Well, since this book was written before Samuels' segue into womens fiction, there is an HEA. [Caveat: given what little I know of Anglo-Irish history, I have to wonder how happy it really was, but that's another matter entirely.] I like the hero, although readers receive his POV/perspective less often than the heroine's. I like the heroine, too, although I do think she was stupid (or maybe naive?) to be so abandoned. That's Samuels' point, that there are a fortunate lucky few who live privileged lives and have more rights than others, and women were not among those privileged. That was the reality, one could either edge one's way around reality to get what one wanted, or disregard it totally and stomp through boggy ground toward what one wanted, but there was a price to be paid either way. The heroine did eventually realize that, which I appreciated. But I felt like Samuels missed a huge opportunity and that the lesson was oddly late learned, given that the heroine had a mulatto brother and sister whose rights were limited which she recognized. It was as if the heroine was unable to recognize that in her own way, she was nearly as constrained as they were.

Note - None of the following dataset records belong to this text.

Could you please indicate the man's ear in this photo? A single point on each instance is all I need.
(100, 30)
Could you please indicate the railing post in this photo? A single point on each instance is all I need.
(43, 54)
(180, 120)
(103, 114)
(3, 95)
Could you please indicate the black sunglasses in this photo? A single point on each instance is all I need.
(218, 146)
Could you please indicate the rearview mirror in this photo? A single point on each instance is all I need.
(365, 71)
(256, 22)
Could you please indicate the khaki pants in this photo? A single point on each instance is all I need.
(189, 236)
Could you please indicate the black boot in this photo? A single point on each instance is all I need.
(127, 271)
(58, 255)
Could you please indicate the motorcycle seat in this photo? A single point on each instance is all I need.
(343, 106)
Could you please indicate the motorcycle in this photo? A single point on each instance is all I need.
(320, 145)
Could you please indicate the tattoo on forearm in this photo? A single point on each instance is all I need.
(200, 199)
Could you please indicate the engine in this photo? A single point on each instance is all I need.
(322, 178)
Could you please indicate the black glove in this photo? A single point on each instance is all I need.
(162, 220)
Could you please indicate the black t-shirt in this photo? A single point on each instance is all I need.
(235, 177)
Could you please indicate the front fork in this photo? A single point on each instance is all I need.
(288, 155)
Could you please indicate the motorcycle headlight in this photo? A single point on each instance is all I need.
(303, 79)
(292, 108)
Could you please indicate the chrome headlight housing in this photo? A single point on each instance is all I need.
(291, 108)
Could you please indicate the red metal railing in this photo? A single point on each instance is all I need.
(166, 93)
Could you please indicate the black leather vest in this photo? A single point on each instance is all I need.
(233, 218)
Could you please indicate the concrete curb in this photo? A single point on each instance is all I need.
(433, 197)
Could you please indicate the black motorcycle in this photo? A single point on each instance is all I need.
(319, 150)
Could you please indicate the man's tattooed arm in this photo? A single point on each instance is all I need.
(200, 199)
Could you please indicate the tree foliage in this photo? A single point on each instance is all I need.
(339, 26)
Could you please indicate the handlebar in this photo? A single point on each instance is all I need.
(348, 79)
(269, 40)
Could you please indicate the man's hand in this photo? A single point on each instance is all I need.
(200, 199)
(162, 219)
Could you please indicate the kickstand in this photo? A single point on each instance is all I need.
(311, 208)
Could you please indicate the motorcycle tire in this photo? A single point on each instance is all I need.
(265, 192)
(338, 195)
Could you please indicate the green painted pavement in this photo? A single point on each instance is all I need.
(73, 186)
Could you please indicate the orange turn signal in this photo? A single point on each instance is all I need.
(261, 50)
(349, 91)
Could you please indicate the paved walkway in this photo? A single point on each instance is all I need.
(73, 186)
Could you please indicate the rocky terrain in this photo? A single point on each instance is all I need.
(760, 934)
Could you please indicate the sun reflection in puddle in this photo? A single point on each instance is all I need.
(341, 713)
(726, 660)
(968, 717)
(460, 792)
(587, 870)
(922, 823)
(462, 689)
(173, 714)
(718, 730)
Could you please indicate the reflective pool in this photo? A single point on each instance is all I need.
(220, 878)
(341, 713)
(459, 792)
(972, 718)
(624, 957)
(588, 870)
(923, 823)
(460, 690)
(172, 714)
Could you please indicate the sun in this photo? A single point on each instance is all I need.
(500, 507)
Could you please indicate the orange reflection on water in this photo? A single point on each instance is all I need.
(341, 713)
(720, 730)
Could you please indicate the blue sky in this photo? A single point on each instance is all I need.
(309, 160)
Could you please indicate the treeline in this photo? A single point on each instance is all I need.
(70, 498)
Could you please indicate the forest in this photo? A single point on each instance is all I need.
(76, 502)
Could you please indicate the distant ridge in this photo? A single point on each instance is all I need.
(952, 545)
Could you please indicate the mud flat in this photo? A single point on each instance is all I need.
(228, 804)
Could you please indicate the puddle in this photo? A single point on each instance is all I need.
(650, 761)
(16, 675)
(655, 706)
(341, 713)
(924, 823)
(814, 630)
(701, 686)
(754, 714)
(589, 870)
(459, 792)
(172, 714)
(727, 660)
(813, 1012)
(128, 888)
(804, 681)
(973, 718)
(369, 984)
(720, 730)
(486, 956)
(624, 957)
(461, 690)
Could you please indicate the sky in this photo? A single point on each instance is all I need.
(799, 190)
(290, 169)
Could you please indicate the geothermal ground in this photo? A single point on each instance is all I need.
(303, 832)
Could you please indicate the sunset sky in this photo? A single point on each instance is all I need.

I thought the conflict between the hero and heroine -- her resistance of any affectionate relationship and resistance to sex -- was overdone. We are told he was a rake in his younger years, but precious little evidence of it, other than his nickname, The Black Angel, was mentioned or shown. And Adriana likes sex...she just doesn't want to enjoy it with her rakish husband. Samuels did a great job with the sexual tension between the two, though.

I don't know, as I type all of this, it seems that there are large pieces of the story that I have a problem with. But I really enjoyed the book, despite them. Enough to dig Bed of Spices out of my TBR pile, and to hope that Lucien's Fall arrives soon.

Anyway, all of this is my preface for today's SBD question: are there authors that you never got, but then all of the sudden, they clicked for you? If so, who? And what was it that clicked?